Small Data is More Important than Big Data

Published on:18 July, 2019

In the context of investing, the current fad for big data and machine learning seems overblown. Successful investing entails understanding basic probabilities well and whilst machines can be used to crunch these probabilities, to date the old fashioned method of reading annual reports to calculate these probabilities has worked pretty well.

“Small data is big data in disguise. The reason we can often make good predictions from a small number of observations…is that our priors [prior experiences] are so rich. Whether we know it or not, we appear to carry around in our heads, surprisingly accurate priors about movies grosses,…poem lengths, political terms of office…and human life spans.
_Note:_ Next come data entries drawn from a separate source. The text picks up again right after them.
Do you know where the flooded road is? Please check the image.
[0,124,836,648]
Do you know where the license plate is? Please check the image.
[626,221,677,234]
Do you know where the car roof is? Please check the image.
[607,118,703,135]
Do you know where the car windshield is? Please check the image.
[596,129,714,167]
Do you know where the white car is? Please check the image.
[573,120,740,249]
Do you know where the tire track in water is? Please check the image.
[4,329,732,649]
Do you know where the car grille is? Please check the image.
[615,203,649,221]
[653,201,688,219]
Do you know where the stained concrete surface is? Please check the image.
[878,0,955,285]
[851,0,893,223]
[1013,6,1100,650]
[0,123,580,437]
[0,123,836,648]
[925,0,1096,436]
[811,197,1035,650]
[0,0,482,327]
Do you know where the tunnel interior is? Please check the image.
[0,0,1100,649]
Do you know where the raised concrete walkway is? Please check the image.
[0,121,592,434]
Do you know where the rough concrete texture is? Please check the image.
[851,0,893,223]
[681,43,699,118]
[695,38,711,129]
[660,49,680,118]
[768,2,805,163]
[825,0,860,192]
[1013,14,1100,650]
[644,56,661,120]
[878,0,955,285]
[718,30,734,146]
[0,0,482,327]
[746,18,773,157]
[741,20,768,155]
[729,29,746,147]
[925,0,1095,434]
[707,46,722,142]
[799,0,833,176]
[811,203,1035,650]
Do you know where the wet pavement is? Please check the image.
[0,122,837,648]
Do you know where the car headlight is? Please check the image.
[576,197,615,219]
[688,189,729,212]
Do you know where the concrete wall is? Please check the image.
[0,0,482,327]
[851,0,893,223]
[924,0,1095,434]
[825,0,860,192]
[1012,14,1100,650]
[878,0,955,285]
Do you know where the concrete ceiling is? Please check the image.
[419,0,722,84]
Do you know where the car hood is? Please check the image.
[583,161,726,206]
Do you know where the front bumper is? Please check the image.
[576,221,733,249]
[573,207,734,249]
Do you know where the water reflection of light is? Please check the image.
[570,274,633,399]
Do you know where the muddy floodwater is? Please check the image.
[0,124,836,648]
We don’t need to gather them explicitly; we absorb them from the world.”– Brian Christian & Tom Griffiths in ‘Algorithms to Live By: The Computer Science of Human Decisions’ (2016) [square brackets are our insertions]

The Big Data craze on the London Underground
Last week whilst travelling on the London Undergound I was whiling away a train journey reading the adverts pasted on the walls of the subway train. When I saw that most of the adverts for professional education courses were centered around Big Data (eg. “Learn Python in 7 days” or “Masters in Big Data” or “Advanced Courses in Statistics”, etc), I couldn’t help remembering how 20 years ago the same adverts on the London Underground trains were for courses in Java, web design or graphic design.

At that time as a freshly minted graduate, I had gone to my then manager, Steve Norton, and requested him to give me time off to learn Java. To my chagrin, Steve had sat me down and given me a lecture on why I needed to focus on understanding how to analyse businesses and corporate strategy rather than joining the web bandwagon. 20 years on as I see today’s graduates climb the Big Data bandwagon I realise how right Steve was.

Steve’s insight is apt today as it was 20 years ago – small data i.e. an understanding of on how companies and industries operate is for investors far more powerful than any amount of big data crunching. Let me illustrate with an example.

The world reveals itself to us through small data
Let us begin with a simple game. Assume that we have two buckets: A & B. Each bucket has balls of two colours: red and black. Each of us gets one chance to pick one ball from one bucket (we can choose which bucket to pick from). Whoever picks the first black ball wins the game.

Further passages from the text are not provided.